# How often do you feed your golden?



## MyBentley (May 5, 2009)

Always 2 meals a day for our adult dogs. If feeding kibble, 2 feedings could reduce the chance of bloat; and it just seems like the energy levels would be more consistent.


----------



## Doodle (Apr 6, 2009)

Yes, I agree with My Bentley above. 2 meals...less chance of bloat, better energy, easier on the digestive system, simplifies giving meds when you have to give them twice a day with food.


----------



## NuttinButGoldens (Jan 10, 2009)

Puppy, 3 times. Adult, 2 times.


----------



## missmarstar (Jul 22, 2007)

I do feed them two meals a day, though since I feed raw and large meaty bones are difficult to cut into smaller portions, I feed them a small breakfast just so they get something in their tummies, and then their dinner is their substantial meal of the day. If my dogs wouldn't KILL ME, I'd cut them down to just one meal for convenience... lol but they won't let that happen and I've figured out a way that works just fine.


----------



## goldengirls550 (Jun 12, 2008)

Always 2 meals a day.


----------



## ggd (Apr 8, 2009)

MyBentley said:


> Always 2 meals a day for our adult dogs. If feeding kibble, 2 feedings could reduce the chance of bloat; and it just seems like the energy levels would be more consistent.


Same here.


----------



## amy22 (May 11, 2008)

I always have fed my dogs 2 meals a day, except when they were puppies, then it was 3.


----------



## dogluver04 (Jul 5, 2008)

Both my Girls get fed twice a day.. Chloe gets 1 cup in the am and 1cup in the pm.. Cedar who is only 10 months gets 2 cups in the am and 2 cups in the pm.. She is way more active then Chloe and needs the extra cup.. 

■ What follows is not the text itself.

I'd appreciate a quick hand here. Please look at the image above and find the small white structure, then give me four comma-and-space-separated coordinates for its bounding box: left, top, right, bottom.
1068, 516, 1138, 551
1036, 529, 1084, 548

Before we got Cedar I was only feeding Chloe once a day, 2 cups, but she would eat that one meal all day. She would nibble here and there. But once Cedar came around there was no leaving food down throughout the day! so Chloe got back on a morning and night schedule.


----------



## Bender (Dec 30, 2008)

Once a day, usually at bedtime or after our dinner, so they're calm and quiet for the night. I find usually they're too busy during the day to stay quiet for a few hours afterwards, and with the risk of bloat, I'd rather just feed at night before they go to sleep for the night. Sometimes they'll have bones or something during the day, or I rotate who is outside with a bone.

Lana


----------



## sharlin (Feb 26, 2007)

3 times a day - just cause I like to spoil 'em. Unless I decide to fix 'em brunch somedays!!


----------



## Bock (Jun 23, 2008)

amy22 said:


> I always have fed my dogs 2 meals a day, except when they were puppies, then it was 3.


ditto here


----------



## cinnamonteal (May 16, 2008)

2 meals a day plus part of his daily ration gets set aside for training treats and /or his nap time kong.


----------



## HovawartMom (Aug 10, 2006)

Two meals cos it's easier,on their tummies!.


----------



## honeysmum (Dec 4, 2007)

I Feed twice a day between 7.30/8.00am and 5pm/6pm have always worked on the princible how hungry would I if I only ate once in 24 hours even if I had a huge meal,I know dogs are different but I think cutting the food ration in 2 is better and is less likely to cause bloat and food aggression issues. 
Just my TPW


----------



## GoldenOwner12 (Jun 18, 2008)

I feed my babies at night time after i have eatten my dinner. I do it cause i find it easier for me. They do get bones 2-3 times a week & sometimes treats eg flavoured biscuit bones.


----------



## Darcy (May 7, 2009)

Darcy get's 1 1/2 cup's twice a day one in the am and one in the pm. Jessi get's the same amount as darcy. Sasha my 9 week old golden girl get's 2 cup's in the am and 2 cup's in the pm but she is high energy as most puppies are.


----------